Curious George: Back in the day I used Adobe Streamline to convert pictures to line art. Is there a more modern tool for acomplishing the same task?

I use a Mac and need something that is OS X native. If you know how to do this inside Illustrator (not hand tracing) I would appreciate any tips.

  • In Illustrator CS, there's a tool called the Auto Trace tool. It's one up from the scissors on the right-hand side of the tool palette. It's not fully automatic, but it tries to help you along. Check the online help for Auto Trace, and that should give you some extra pointers.
  • If your goal is clean, sharp static images, Illustrator's autotrace will help, but unless your starting point is a high contrats, low-detail image, you'll need hand fine tuning, there's no other way. If it's moving images what you're after (the Rotoshop look?), something like the CutOut filter in AfterEffects, applied to your fooatge, might work, with above caveats.

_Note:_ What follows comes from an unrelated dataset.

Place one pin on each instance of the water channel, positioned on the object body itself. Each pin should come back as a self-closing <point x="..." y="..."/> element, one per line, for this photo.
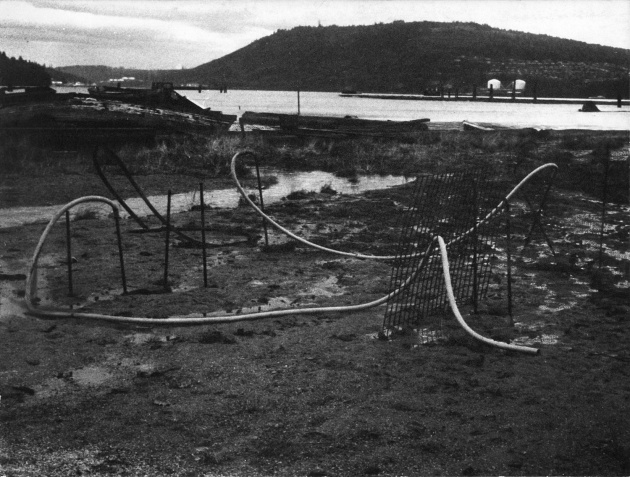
<point x="287" y="182"/>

  • Open the image in Photoshop. Posterize it or convert it to greyscale - if you're posterizing, your objective is to render the image in discrete color bands as though expecting to silkscreen it. In greyscale, play with the contrast (in Curves or under the Contrast slider) until you've pushed the image close to pure black and white. You may just want to go all the way and convert to bitmap and back to greyscale to finalize the conversion. Then use the wand to create selections, and convert the selections to paths. The paths can be cut and pasted into Illustrator, or you can use them to create new layers with fill in PS. Alternatively, export the individual selections (in the case of colors) to new photoshop files, like seps, and trace in Illustrator. Good luck!
  • Thank you all for your suggestions. These should allow me to do what needs to be done. It is a shame that Adobe hasn't upgraded Streamline (or incorporated a true heir into illustrator) as I loved some of the unpredictable results you could get from it. A chocolate-dipped frozen banana to each of you.
  • I hear Autotrace, a free, open-source tool, pretty much rules the field.